En conséquence, la Cour suprême du Canada a conclu qu’un congédiement déguisé prend deux formes :

  • un acte unilatéral qui comporte la violation d’une condition essentielle du contrat de travail;
  • la somme de plusieurs actes de l’employeur qui démontrent son intention de ne plus être lié par le contrat de travail.

Dans l’affaire Potter, la Cour suprême a déterminé qu’afin de décider si la suspension du plaignant représentait un acte unilatéral de l’employeur, il fallait premièrement déterminer si l’employeur possédait le pouvoir, de façon expresse ou tacite, de suspendre administrativement un salarié. Une réponse positive aurait ainsi eu pour effet d’entraîner le rejet de l’allégation de congédiement déguisé. En l’espèce, le pouvoir de suspendre n’était prévu ni expressément ni tacitement dans le contrat de travail du plaignant ou tout document relatif à son emploi. Or, puisque le salarié avait été suspendu pour une période indéfinie, que la Commission ne lui avait pas communiqué de motifs valables et qu’elle avait l’intention de le congédier, la Cour a conclu qu’il y avait bel et bien eu un acte unilatéral de la part de l’employeur.

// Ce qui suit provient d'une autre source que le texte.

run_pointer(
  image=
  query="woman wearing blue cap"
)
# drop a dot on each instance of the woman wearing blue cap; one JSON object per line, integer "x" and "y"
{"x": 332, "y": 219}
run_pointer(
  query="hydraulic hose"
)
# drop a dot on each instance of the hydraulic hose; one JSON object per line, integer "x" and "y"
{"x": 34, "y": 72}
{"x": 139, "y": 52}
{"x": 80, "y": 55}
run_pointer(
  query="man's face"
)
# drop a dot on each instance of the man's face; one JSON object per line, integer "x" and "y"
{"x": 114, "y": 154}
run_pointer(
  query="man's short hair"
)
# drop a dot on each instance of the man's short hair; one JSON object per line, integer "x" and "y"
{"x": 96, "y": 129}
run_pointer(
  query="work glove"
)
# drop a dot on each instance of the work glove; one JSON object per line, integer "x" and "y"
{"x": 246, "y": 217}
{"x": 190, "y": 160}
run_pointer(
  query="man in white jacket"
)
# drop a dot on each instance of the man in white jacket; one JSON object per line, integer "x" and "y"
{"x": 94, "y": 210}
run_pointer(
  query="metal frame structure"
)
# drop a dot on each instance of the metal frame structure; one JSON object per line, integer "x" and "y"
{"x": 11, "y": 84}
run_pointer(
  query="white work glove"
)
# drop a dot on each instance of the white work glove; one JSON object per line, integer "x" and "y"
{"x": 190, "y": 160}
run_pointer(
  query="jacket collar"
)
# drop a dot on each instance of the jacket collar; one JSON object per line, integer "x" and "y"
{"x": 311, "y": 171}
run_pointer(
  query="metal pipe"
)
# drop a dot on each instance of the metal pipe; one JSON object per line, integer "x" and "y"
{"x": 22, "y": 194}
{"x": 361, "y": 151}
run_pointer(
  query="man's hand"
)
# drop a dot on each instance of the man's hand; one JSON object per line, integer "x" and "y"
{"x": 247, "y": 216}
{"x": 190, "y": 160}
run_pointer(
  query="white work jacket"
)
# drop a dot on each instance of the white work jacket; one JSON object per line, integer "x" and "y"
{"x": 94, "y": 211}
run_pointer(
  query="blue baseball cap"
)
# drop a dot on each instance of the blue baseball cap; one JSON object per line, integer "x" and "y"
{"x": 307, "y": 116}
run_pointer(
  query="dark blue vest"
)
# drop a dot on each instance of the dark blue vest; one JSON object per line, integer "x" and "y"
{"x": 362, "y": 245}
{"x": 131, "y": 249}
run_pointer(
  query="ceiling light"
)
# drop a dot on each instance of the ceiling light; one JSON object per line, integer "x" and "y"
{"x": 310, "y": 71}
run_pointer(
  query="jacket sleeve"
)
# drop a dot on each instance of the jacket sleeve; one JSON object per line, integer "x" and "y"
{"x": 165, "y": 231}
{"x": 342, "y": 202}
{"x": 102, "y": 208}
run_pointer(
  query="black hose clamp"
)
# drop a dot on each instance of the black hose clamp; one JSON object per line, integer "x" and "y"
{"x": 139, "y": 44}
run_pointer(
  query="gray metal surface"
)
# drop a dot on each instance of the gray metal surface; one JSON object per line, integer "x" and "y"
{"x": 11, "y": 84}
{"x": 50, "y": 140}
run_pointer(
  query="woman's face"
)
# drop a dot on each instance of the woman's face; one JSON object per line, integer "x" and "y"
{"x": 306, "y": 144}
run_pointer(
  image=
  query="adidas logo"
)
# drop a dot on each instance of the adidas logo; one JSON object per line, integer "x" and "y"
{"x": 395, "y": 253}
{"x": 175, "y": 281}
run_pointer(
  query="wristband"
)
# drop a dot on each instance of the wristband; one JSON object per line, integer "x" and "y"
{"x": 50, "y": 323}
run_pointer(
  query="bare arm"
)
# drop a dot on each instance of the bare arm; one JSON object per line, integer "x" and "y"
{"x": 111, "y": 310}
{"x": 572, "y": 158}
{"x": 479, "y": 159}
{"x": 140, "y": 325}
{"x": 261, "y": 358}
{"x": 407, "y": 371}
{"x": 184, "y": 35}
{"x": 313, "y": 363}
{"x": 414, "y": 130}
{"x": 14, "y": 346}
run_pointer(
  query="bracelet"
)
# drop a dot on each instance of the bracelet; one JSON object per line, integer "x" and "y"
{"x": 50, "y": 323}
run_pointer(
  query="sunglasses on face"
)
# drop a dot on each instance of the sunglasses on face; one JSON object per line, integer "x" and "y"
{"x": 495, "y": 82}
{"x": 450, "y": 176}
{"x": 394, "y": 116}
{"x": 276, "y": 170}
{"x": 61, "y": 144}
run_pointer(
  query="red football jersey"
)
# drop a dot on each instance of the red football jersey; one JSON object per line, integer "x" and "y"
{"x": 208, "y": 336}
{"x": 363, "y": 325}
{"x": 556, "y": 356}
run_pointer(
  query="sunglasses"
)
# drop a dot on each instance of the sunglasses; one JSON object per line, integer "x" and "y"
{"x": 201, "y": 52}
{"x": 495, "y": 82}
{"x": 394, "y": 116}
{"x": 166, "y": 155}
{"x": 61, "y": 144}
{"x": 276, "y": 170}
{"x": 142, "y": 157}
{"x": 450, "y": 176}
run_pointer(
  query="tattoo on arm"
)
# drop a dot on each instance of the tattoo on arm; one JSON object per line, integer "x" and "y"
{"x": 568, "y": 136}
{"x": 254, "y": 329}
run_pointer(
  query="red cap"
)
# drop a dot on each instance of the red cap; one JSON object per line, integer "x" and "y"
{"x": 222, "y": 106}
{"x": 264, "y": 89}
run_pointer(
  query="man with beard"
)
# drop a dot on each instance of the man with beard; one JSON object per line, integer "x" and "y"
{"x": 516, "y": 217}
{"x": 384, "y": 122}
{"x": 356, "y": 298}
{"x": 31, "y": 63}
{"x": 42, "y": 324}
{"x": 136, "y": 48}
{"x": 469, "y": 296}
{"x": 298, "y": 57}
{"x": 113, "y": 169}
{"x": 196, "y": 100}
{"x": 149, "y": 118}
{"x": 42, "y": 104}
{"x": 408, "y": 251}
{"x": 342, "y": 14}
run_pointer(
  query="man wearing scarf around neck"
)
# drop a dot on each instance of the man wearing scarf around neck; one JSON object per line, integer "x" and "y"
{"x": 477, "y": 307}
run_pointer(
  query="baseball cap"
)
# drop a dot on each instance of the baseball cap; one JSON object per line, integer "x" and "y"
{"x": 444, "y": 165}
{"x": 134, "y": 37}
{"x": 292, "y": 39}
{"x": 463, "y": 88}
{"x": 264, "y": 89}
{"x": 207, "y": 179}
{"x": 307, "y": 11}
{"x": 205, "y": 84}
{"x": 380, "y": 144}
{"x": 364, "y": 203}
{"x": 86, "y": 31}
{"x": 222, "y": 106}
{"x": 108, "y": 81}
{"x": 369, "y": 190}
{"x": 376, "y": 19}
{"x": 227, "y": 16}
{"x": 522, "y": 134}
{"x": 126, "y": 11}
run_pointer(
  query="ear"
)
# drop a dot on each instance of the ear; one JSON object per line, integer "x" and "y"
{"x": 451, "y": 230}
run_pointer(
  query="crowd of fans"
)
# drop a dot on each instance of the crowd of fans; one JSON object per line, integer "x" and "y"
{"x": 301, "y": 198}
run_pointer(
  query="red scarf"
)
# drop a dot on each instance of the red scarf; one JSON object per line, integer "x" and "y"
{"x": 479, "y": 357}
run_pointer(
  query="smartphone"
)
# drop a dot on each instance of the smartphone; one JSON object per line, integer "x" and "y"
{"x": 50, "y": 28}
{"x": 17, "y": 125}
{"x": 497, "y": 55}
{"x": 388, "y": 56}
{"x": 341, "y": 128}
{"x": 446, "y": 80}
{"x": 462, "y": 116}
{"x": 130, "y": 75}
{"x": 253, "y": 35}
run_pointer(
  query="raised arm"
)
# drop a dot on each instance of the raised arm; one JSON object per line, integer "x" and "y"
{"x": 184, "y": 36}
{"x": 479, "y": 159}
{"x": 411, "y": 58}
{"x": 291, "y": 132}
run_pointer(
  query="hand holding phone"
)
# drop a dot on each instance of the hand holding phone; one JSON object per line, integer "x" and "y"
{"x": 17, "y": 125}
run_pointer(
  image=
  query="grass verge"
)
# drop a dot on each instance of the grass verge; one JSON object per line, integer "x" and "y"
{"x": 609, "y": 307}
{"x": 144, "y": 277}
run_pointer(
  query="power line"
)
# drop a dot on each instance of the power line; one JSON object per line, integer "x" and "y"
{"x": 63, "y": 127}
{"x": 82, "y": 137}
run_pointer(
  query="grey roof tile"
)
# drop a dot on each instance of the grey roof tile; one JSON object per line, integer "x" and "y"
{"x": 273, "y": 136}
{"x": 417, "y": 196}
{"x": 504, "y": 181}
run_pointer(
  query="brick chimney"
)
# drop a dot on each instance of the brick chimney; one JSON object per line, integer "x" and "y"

Par la suite, la Cour a décidé que cet acte unilatéral représentait une modification substantielle des conditions de travail du salarié. En effet, au moment de sa suspension administrative, il n’en connaissait pas les motifs. Le tribunal a indiqué qu’en présence d’une suspension administrative non prévue ou autorisée, il y a une modification substantielle des conditions de travail.

Au surplus, en raison des multiples agissements de la Commission, la Cour a déterminé qu’une personne raisonnable placée dans la même situation aurait conclu que la Commission manifestait clairement son intention de ne plus être liée par le contrat de travail avec le salarié. En conséquence, la Cour a infirmé les jugements des deux instances précédentes.

Conseils pratiques
Nonobstant le fait que cette décision vise un salarié d’une autre province [Nouveau-Brunswick], elle peut s’avérer pertinente pour les employeurs québécois.

Cette affaire se veut une mise en garde selon laquelle les suspensions administratives, même avec plein salaire et avantages sociaux, peuvent être assimilées à un congédiement déguisé.

À cet égard, les employeurs doivent retenir qu’une telle mesure se doit d’être prise de bonne foi dans le but de protéger un intérêt organisationnel légitime. De plus, la durée de la suspension administrative doit avoir le moins de conséquences possible sur le salarié.

Ainsi, les employeurs pourraient, dans certaines circonstances, modifier leurs contrats de travail de manière à y prévoir un droit exprès de suspendre administrativement leurs salariés ou intégrer cet élément au manuel de l’employé.

Source : VigieRT, avril 2015.


1 Sherstobitoff, Nicholas W., Constructive Dismissal, dans Brian D. Bruce, dir., Le travail, le chômage et la justice, Montréal, Thémis, 1994, 127.
2 [1997] 1 R.C.S. 846.
3 Potter c. Commission des services d’aide juridique du Nouveau-Brunswick, 2015 CSC 10.